The Pearson Building - part of a major refurbishment and extension programme at Bristol University's Department of Clinical Veterinary Science - will be opened today.

The Pearson Building – part of a major refurbishment and extension programme at Bristol University’s Department of Clinical Veterinary Science – will be opened by The Right Hon. the Earl of Selborne, today.

The Pearson Building – named after the late Professor Harold Pearson, one of the first vets to graduate from the University of Bristol in 1954 – now comprises the 150-seat Hodgkin Lecture Theatre, four 30-seat seminar rooms, two 30-seat computer suites, a 120-seat category 2 teaching laboratory and a suite of offices for student administration.  The building is equipped with state-of-the-art audio visual aids, microscopes and computers. The total investment in the building was £2.5 million.

The investment reflects the increase in veterinary undergraduate students to an annual cohort of about 120 and the instigation of three new undergraduate courses (Animal Behaviour & Welfare, Veterinary Nursing and Veterinary Pathogenesis).

A further £1.5 million has been invested in refurbishing 880 sq.m. of the first floor of the Churchill Building at Langford, creating two level 2 containment laboratories, each having a large general open lab (for veterinary infection and immunity, and for veterinary microbial pathogenesis) and associated specific support laboratories. 

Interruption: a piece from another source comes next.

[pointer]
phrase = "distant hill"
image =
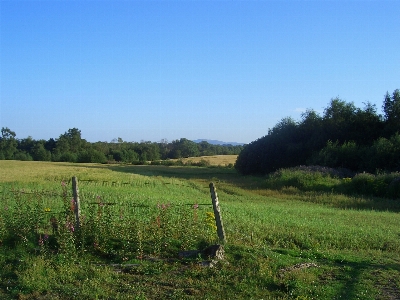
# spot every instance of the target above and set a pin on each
(215, 142)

Lord Selborne championed the need for greater research into veterinary diseases as the Chair of the Committee of Enquiry into Veterinary Research. Principally as a result of this committee’s work, the Government - through HEFCE and Defra - have funded some £25 million worth of veterinary training research initiatives over the next five years. The University of Bristol was awarded £3.6m for the project Animal susceptibility to infection and disease: do animal husbandry and welfare drive microbial colonisation and immune development?

Lord Selborne was awarded the honorary degree of Doctor of Laws by the University in 1989.